The workshops begin with an open question to the participants: Why do you want to learn photography?
“My interest is to be able to show problems that are happening around us,” says Danilo, a member of the 18th Front.
Maritza, also from the 18th, agrees. “We can’t always get all of our information from others. We have to show people our reality.”
The FARC are all too familiar with seeing what they consider to be a distorted reflection of their reality in Colombia’s media. Though they live among mountains and jungles in the most isolated regions of the country, they are actually quite well connected to the outside world by means of satellite internet and television access.
Each night at seven p.m., the rebels of the 18th Front come together to watch the news. Frequently, the programs touch on current events related to the FARC and the peace process – and from the perspectives of the rebels, the reports are often highly misconstrued, if not entirely false.

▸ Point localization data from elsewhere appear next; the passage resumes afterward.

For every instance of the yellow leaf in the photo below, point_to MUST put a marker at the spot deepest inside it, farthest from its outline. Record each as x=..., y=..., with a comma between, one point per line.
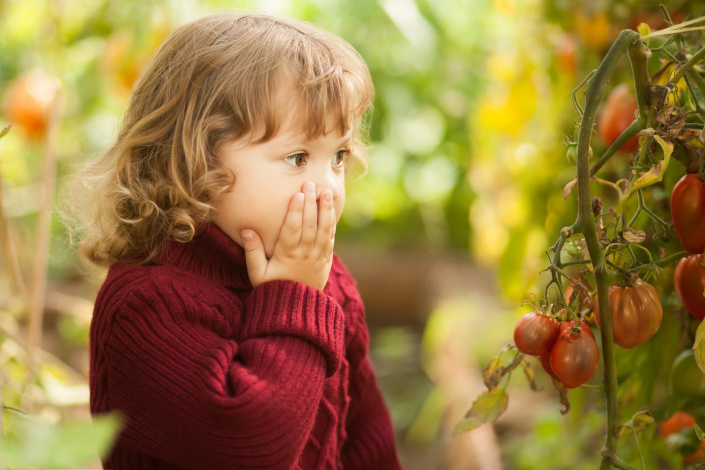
x=488, y=407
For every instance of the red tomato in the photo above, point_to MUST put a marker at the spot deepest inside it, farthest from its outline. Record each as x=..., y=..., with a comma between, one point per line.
x=675, y=423
x=689, y=280
x=618, y=113
x=534, y=334
x=688, y=212
x=28, y=100
x=546, y=364
x=565, y=54
x=574, y=357
x=636, y=313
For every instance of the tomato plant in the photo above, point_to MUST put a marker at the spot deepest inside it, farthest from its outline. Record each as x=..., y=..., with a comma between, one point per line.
x=679, y=423
x=574, y=356
x=615, y=259
x=685, y=377
x=636, y=313
x=617, y=115
x=534, y=334
x=546, y=364
x=28, y=100
x=689, y=282
x=675, y=423
x=688, y=212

The work of the participants in the photography workshops, on the other hand, shows life of the FARC from the perspectives of the rebels themselves. Much of their work seems to reveal a feeling of nostalgia for the way of life inside this rebel army that will soon be history, in spite of the variety of subjects in the photos.
Though the vast majority of the FARC’s guerrillas look to this transition as a positive one, they are aware of the challenges that face them. They will finally have the opportunity to try to reconnect with family members, but they also must learn how to operate in a polarized society that, in many cases, may be hesitant to receive them.
In the center of the camp’s common area is a poster decorated with images of lions, a potent FARC symbol, and photos of the 18th Front’s fighters. In the center, the poster reads, “Until the lions have their own historians, the tales of hunting will continue to glorify the hunter.”
The workshop’s participants intend to go on to be the historians of their people and community. After all, a healthy history is built on dialogue, not a one-sided story.
On June 27, 2017, the FARC officially relinquished the last of their weapons to the United Nations, effectively becoming an unarmed organization. Soon, these ex-combatants will return to the communities they left years ago. After 52 years of armed conflict, the members of the FARC will finally share their experiences with the world.